Anti-septic was right. She had allowed herself to be contaminated by the stasis of her mother's plight. Caring and tending had made her utterly dependent on her mother's stagnant rhythms. She was actually the sore and her mother the lint pressing her down. She didn't mean to, but when she applied a new bandage, she pushed it with a bit more force than normal. Her mother cried out.

"I'm sorry Mama, so so sorry."



taken from the Flash Fiction collection "Long Stories Short" available on Amazon Kindle free to download 3rd-7th June


13 comments:

Helen A. Howell said...

Poor girl! The stresses of being a carer are hard.

Li said...

Very painful commentary on the effects of aging and disease on both the patient and the caretaker. Right on the mark.

pegjet said...

To think, the ulcer was on the inside.

The second to the last paragraph surprised me.

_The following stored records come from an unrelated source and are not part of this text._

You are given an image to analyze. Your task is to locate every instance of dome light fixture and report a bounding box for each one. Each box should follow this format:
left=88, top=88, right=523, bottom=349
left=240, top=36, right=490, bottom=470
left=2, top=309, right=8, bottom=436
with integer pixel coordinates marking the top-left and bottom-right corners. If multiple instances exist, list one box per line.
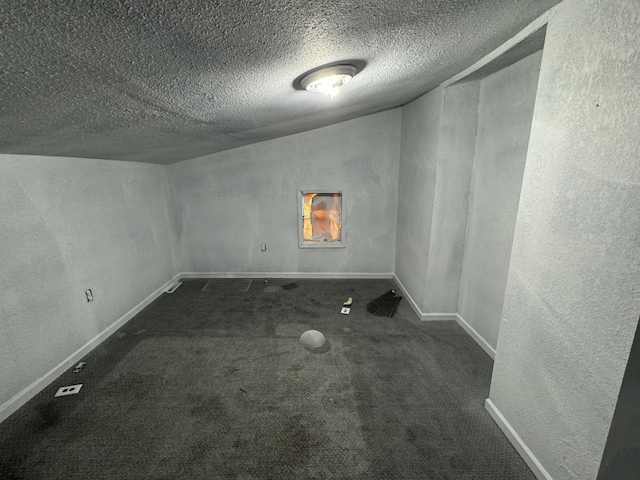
left=300, top=64, right=356, bottom=98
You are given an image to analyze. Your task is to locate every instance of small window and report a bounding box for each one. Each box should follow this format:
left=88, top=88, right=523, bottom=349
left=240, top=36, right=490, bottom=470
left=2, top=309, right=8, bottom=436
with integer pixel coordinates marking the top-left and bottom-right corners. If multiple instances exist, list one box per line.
left=298, top=191, right=344, bottom=248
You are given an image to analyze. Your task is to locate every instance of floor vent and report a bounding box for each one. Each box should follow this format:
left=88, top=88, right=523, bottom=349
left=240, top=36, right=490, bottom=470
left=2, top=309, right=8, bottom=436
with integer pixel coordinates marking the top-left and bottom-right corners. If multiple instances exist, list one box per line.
left=54, top=383, right=83, bottom=397
left=164, top=282, right=182, bottom=293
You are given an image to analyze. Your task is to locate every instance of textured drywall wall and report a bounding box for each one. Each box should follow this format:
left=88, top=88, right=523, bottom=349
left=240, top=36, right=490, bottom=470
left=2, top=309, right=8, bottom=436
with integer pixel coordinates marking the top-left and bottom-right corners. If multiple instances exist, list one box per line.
left=0, top=0, right=559, bottom=163
left=490, top=0, right=640, bottom=480
left=395, top=88, right=443, bottom=309
left=423, top=82, right=479, bottom=313
left=0, top=155, right=178, bottom=405
left=458, top=52, right=542, bottom=348
left=598, top=316, right=640, bottom=480
left=167, top=109, right=401, bottom=274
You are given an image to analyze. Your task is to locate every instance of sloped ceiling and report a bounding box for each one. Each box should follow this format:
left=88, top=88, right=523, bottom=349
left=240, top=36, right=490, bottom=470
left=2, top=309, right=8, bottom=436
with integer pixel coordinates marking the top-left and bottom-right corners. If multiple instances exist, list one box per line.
left=0, top=0, right=559, bottom=164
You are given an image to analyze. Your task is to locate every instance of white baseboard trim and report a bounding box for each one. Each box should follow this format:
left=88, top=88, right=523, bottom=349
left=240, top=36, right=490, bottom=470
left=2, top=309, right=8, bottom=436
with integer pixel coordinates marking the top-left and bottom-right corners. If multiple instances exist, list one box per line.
left=0, top=274, right=180, bottom=423
left=393, top=273, right=456, bottom=322
left=455, top=313, right=496, bottom=360
left=484, top=398, right=553, bottom=480
left=422, top=313, right=456, bottom=322
left=180, top=272, right=393, bottom=280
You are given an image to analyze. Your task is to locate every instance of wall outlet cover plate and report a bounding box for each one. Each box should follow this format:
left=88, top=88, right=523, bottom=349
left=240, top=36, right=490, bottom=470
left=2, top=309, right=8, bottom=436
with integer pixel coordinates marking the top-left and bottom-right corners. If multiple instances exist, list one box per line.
left=54, top=383, right=83, bottom=397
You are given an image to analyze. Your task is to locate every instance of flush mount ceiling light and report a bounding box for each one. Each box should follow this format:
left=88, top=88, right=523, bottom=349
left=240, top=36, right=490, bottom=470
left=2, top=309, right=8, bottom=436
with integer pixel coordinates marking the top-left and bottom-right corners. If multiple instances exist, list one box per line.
left=300, top=64, right=356, bottom=98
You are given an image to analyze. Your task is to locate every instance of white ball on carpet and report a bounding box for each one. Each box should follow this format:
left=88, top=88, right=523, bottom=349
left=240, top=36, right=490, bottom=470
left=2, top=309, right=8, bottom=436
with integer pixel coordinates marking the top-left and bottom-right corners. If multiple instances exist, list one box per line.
left=300, top=330, right=327, bottom=348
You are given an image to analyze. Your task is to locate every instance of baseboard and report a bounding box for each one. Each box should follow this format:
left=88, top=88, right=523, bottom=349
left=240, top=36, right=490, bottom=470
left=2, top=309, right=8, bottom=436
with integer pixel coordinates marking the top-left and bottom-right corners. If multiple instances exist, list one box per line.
left=393, top=273, right=456, bottom=322
left=455, top=313, right=496, bottom=360
left=422, top=313, right=456, bottom=322
left=484, top=398, right=553, bottom=480
left=180, top=272, right=393, bottom=280
left=0, top=274, right=180, bottom=423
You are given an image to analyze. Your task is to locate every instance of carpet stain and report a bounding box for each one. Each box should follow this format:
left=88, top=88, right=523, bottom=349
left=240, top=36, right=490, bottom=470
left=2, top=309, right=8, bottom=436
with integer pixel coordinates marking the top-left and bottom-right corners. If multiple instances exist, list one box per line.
left=32, top=402, right=60, bottom=432
left=187, top=395, right=228, bottom=422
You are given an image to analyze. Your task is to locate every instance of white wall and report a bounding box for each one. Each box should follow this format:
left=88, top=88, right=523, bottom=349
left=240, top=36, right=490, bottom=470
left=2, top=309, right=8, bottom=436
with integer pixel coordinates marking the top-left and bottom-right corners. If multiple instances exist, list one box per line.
left=422, top=82, right=479, bottom=314
left=458, top=52, right=542, bottom=348
left=0, top=155, right=178, bottom=419
left=395, top=88, right=443, bottom=310
left=490, top=0, right=640, bottom=480
left=167, top=109, right=400, bottom=275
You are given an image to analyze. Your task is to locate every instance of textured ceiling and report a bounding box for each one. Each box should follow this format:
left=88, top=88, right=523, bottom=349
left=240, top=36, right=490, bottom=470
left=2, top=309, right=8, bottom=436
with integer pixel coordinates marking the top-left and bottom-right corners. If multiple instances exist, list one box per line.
left=0, top=0, right=559, bottom=163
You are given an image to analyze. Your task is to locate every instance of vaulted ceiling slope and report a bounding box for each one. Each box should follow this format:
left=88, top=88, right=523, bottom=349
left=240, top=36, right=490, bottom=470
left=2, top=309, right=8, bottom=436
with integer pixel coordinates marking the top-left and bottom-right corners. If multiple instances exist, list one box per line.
left=0, top=0, right=559, bottom=163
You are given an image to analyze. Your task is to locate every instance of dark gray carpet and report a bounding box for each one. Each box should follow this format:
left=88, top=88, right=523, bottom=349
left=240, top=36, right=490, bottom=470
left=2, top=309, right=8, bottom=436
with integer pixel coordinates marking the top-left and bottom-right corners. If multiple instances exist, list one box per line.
left=0, top=279, right=535, bottom=480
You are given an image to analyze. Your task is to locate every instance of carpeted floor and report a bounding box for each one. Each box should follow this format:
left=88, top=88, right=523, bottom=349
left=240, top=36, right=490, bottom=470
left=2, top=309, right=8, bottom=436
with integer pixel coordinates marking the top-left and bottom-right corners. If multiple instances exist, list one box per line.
left=0, top=279, right=535, bottom=480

Your word choices are always so fresh and accurate. "..a spaghetti nexus of escape arteries" along with the whole imagery of roads/veins and the idea of the road not traveled...tight writing.

Katherine Hajer said...

Next time someone extols the benefits home care, I'm directing them to this story. The wearing-down of the care-giver, the knock-on health effects, and the isolation of the patient are illustrated wonderfully here. Great piece.

Tony Noland said...

Being a care-giver is a hard, hard road to walk.

John Wiswell said...

It all seems to be taking an awful toll upon her. How will she relieve it?

Larry Kollar said...

It's almost a truism that the caregiver often dies before the afflicted one. Fighting that resentment, of being trapped in this cycle of co-dependency, has to be one of the hardest things to cope with. Great piece.

Deanna Schrayer said...

What supreme imagery in this Marc! It's both heartbreaking and horrific at once. I especially like "The red and blue capillaries were raised right to the surface of her skin, like oxygen starved fish in a waterhole receding under a fierce orange sun."
Fantastic story!

Eric J. Krause said...

Quite a powerful story with great descriptions. Excellent parallel between her mother's health condition and it's hereditary path - the disease in the mother dragging them both down.

Virginia Moffatt said...

Great, great title and so well realised. Powerful.

Chuck Allen said...

That would be a tough situation to go through. And you captured it so well with your clever word play imagery.

Icy Sedgwick said...

Aw this is a really sad story, and you can see the pain the daughter is going through, as much as the pain of the mother.

Denise said...

Clever, clever wordplay in the title.
This was not quite what I was expecting. But it brings home to me how being a carer can crush the life out of you.